# Stolen Ice House Devils Lake



## ndarbuckle (Dec 24, 2007)

STOLEN
I have been a avid reader of this site but have never posted, and I know this is the most active message board so I am posting this here, I need your help. Sometime between Noon on Friday and Noon Saturday of this week my ice house was stolen from the north end of six mile bay on Devils Lake. It is a Ice Pro house with red aluminum siding and a crome diamond plate front. The diamond plate goes about half way up the front.
There is solar panel on the front right side near the roof line. The picture below is the closest I could find but you get the idea. So if you see this thing show up somewhere it shouldnt please email me. There will be 500 dollar reward for information leading to the arrest of the scum that stole this. Thanks guys.








[/img]


----------



## averyghg (Oct 16, 2006)

hope ya find it, thats a pretty crappy deal


----------



## Heavy Hitter (Dec 10, 2004)

Man that sucks azz........ your bro called me last night after all the paperwork was done.

You might want to start a thread up on the ice fishing forum as well.

Kyle


----------



## magnum3.5 (Sep 19, 2003)

TTT


----------



## uglyman (Dec 25, 2007)

I remember the good ole days of leaving house unlocked at night, keys in the car ignition & not a care in the world.

Worst we had was kids toilet paper the house. THis type of BS is becomming all too common everywhere & Im damn sick of it.

Time to bring back the noose....Justice

Cut off the nads of Perverts & Sex offenders, & cut off hands or hang theives. No appeals with cameras or other overwhelmng evidence for someone to wait 3yrs on parole.

America is broke and is in badly need of a fix. 
Traitors in DC, Republican & Democrat alike are all whores. 
2 cheeks of the same ***, working for the same 1 party we have in this nation. Im a Ron Paul fan but I fear this repair needed is too much for even him. 
Boston Tea Party Time.

These criminals in DC work FOR US but are too worried about staying in office & then going to a lobbyist job making $1 million a year selling more bribes & pimping away. 
Sorry to rant, I hope you get back your ice house


----------



## Savage260 (Oct 21, 2007)

You guys hear any thing on your house yet?

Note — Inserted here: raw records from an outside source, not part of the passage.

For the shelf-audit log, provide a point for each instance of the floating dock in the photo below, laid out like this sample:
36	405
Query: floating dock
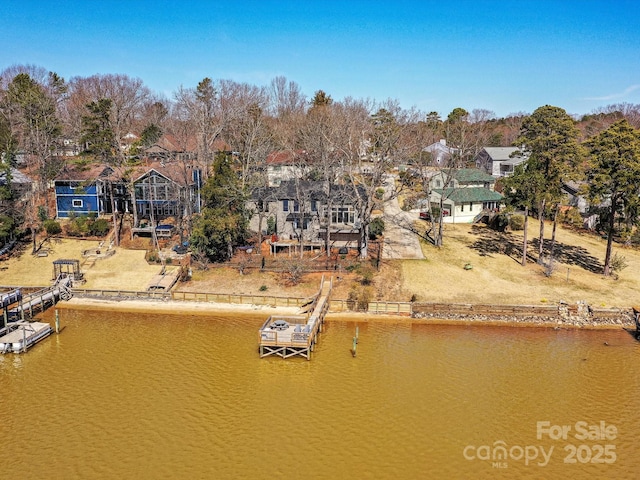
17	337
16	306
296	335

I talked to one of the BIA guys, who was fishing that area on Sat. He said he didn't remember seeing a red house. He also said he would keep an eye open for it in the DL area. Hope some thing turns up!

Laite


----------



## ndarbuckle (Dec 24, 2007)

No news yet, we got everthing settled with the insurance company already. The reward still stands even though the insurance company will own the house if it is found. I would just like to see someone go to jail, so the reward still stands.


----------